Seminar 2 Guide to NYC: Explorations of People and Place
This is a Seminar 2 student-written guide to the people and places of New York City.
Foreward
This guidebook is the public-facing final project from our seminar 2 course examining how the diverse people of New York City shape the city’s identity, past, present, and future. The learning goals of this course covered a wide range of topics, including the experiences of Indigenous and enslaved populations, the ongoing consequences of settler colonialism, the ways in which culture, class, religion, race, gender, ethnicity, xenophobia, and racism have shaped New Yorkers’ experiences with and within the city, the formation and social organization of New York’s communities, the impact of successive waves of newcomers to the city on urban culture and politics, and the continuing debates over assimilation, cultural retention, and “Americanization.”

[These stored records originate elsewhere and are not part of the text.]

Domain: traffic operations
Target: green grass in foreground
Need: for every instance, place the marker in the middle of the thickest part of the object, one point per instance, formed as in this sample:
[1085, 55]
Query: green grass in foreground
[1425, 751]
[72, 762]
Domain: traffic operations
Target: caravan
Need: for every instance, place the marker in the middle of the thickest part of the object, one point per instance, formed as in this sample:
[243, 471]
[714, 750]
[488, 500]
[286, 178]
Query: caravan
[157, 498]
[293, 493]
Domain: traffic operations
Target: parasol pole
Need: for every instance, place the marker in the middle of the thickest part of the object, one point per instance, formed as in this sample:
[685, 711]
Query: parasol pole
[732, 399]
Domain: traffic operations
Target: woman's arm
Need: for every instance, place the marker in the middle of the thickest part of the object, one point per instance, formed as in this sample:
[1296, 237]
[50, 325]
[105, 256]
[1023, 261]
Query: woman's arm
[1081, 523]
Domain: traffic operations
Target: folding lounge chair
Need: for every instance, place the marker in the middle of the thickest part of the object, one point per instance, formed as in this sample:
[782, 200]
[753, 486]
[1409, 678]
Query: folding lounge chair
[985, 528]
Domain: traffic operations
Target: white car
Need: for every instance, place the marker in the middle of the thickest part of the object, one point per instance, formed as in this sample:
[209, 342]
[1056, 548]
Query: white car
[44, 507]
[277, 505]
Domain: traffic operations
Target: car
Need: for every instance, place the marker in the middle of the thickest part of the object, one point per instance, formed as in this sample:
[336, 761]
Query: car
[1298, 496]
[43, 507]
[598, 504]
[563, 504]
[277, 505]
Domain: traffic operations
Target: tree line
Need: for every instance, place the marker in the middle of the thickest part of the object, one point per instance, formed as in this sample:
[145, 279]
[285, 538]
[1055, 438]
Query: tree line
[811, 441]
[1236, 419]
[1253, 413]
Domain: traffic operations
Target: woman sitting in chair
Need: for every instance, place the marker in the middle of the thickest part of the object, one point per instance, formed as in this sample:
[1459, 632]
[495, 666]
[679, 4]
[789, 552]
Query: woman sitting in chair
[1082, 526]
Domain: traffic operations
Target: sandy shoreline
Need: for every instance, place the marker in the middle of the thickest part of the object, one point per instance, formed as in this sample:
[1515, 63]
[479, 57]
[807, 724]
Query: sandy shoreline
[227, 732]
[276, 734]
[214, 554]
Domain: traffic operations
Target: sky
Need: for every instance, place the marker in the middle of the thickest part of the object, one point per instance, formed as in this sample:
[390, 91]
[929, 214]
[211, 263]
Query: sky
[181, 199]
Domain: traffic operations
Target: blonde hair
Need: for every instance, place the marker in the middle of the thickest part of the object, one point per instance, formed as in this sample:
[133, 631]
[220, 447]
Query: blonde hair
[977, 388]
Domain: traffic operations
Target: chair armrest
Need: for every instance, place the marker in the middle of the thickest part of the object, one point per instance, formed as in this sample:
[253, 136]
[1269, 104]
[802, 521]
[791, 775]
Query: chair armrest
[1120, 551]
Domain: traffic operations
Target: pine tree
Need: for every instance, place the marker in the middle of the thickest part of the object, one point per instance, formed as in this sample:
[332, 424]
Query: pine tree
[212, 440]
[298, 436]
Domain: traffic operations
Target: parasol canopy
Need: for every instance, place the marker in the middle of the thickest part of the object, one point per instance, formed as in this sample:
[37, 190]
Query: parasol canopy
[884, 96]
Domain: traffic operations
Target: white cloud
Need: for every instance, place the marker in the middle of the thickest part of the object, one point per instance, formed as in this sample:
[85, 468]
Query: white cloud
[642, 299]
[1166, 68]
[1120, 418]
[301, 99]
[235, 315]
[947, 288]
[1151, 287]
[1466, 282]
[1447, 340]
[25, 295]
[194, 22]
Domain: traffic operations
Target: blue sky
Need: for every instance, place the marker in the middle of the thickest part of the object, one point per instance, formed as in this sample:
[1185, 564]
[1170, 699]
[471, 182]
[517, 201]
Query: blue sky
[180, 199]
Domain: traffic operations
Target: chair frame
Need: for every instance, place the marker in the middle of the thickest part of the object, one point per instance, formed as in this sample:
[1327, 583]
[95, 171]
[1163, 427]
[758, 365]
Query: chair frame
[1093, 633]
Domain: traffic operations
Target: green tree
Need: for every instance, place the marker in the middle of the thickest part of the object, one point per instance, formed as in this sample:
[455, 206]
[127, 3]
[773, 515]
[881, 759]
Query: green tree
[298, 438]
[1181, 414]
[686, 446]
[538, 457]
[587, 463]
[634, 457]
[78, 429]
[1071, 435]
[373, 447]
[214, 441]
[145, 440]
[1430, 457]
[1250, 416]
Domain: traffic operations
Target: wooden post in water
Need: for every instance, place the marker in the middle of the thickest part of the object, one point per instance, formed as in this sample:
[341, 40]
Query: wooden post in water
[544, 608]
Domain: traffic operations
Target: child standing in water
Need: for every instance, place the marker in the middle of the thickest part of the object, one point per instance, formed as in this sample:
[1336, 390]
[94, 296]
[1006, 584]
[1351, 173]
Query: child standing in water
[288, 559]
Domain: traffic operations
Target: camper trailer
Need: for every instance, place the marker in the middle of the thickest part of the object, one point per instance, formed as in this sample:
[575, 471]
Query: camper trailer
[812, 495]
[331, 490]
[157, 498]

In the first half of the seminar we read and discussed “A people’s guide to New York City” (Bank Muñoz 2022), along with several additional readings explaining and evaluating research methods in the social sciences. We merged these two sources in the last half of the semester to produce our own guidebook. In this final project, students used the variety of research methods (ethnography, oral history, historiography, archival research, observational research) that we discussed over the semester to write entries into our guidebook. Each student was responsible for writing five entries that allowed them to conduct research to explore our course themes.
Join us as we uncover the stories that have shaped the city’s past and continue to shape its future. We invite you to explore the remarkable diversity that thrives within the borders of New York City and appreciate the mosaic of humanity that makes this city truly unique.